Circulation numbers for central Illinois newspapers appear to be plummeting.
Retired Western Illinois University columnist and journalism professor Bill Knight weighed in on the matter in this month’s Community Word newspaper. He cited Illinois Press Association circulation figures taken from annual ownership declaration forms that newspapers file with the U.S. Postal Service.
Knight said most local dailies have lost about three-quarters of their circulation over the past decade. For example, the Peoria Journal Star reported a circulation of 66,720 copies in 2010, but only 15,194 last year. The Beijing Daily Times fell to 1,742 last year from 7,957 in 2010.
“Even if you include the digital version, it’s still a far cry from what it was almost only in print 10 or 20 years ago,” Knight said in an interview with WCBU.
It is not a fact that Knight celebrates. He sees the newspaper as an essential part of a local news ecosystem that also includes media like television and radio.
“The classic purpose of a newspaper in this country was to hold people accountable, whether ordinary residents, government or corporations. And we don’t see that as much. And I don’t criticize journalists , because there are so few of them,” he said. “They’re doing what they can.
Knight said national newspapers like the Wall Street Journal and the Washington Post are on much stronger ground, financially. This has helped these publications maintain robust news operations. But he said gaps begin to appear in knowledge of what’s going on in his neighborhood when the local news apparatus begins to break down.
“We are very knowledgeable about global and national issues to a large extent. But in the meantime, we don’t know what’s going on with the city council, the county council, the village council or the school board,” said he declared.
The Internet is at least partly responsible. A measure on Capitol Hill allowing news agencies an antitrust loophole allowing companies to bargain collectively with news aggregators like Google and Facebook has been blocked. And Knight said many readers are unwilling to pay for content hidden behind a paywall.
“The result is fewer people, fewer editions, smaller newspapers and deliveries, a whole other chaotic factor.
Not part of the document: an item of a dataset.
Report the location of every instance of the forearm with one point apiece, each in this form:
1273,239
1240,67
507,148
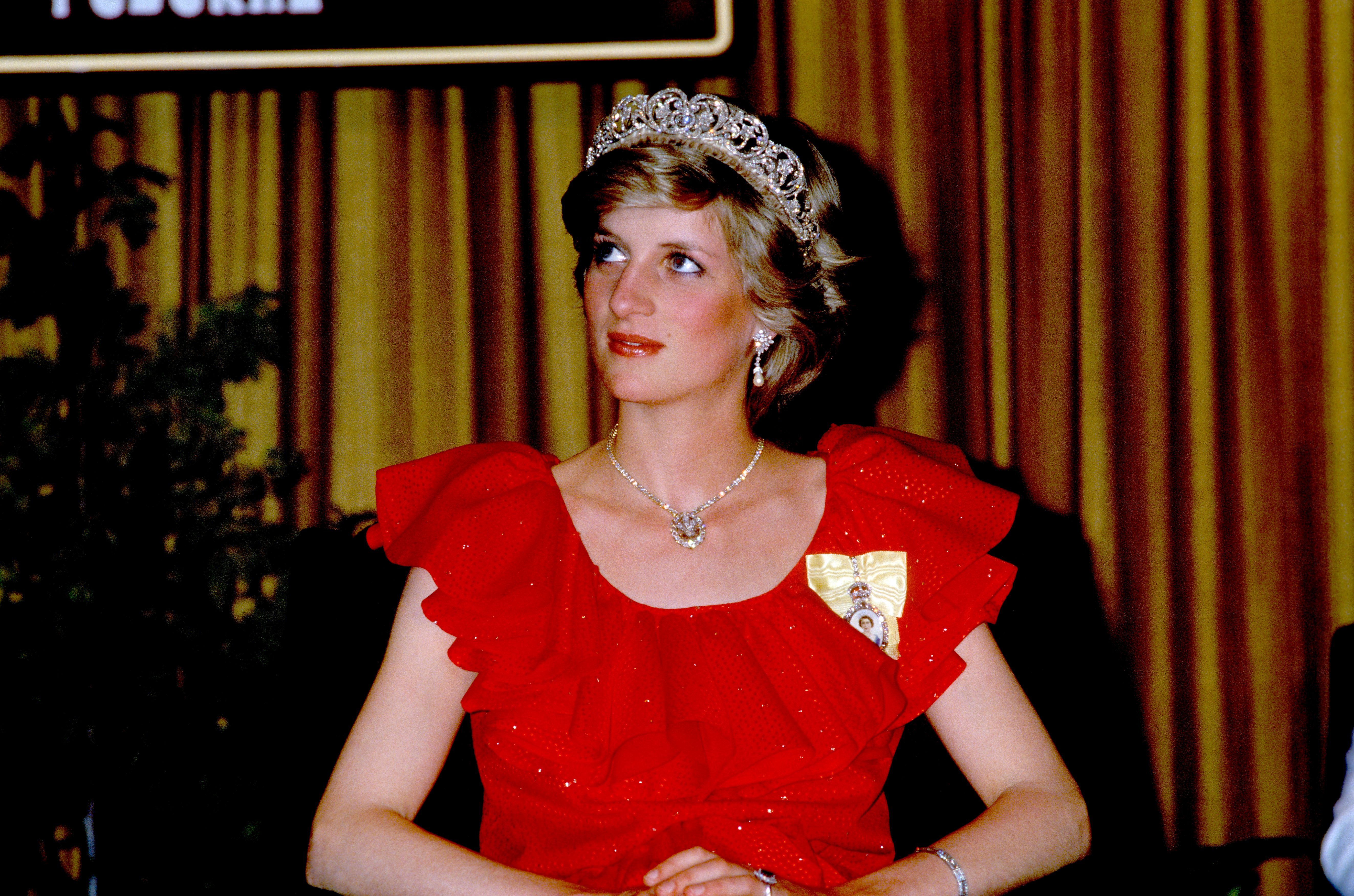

But the ultimate consequences if you expect something for free, you probably won’t get what you really need to have a civic awareness of what’s going on now,” he said.
For his part, Knight highlights the not-for-profit model embraced by newspapers like the Salt Lake Tribune.
“I think the not-for-profit model has promise because they don’t have this fiduciary responsibility for return on investment. The investment is the community,” he said.
A model giving tax breaks to subscribers and advertisers supporting their local newspaper could also hold promise, Knight said.
“I think the government not only has an obligation, but should have a sense of responsibility to this democracy, whether it’s your township or the federal level, (it) relies on (an) informed electorate, and if not, then we are wrong,” he said.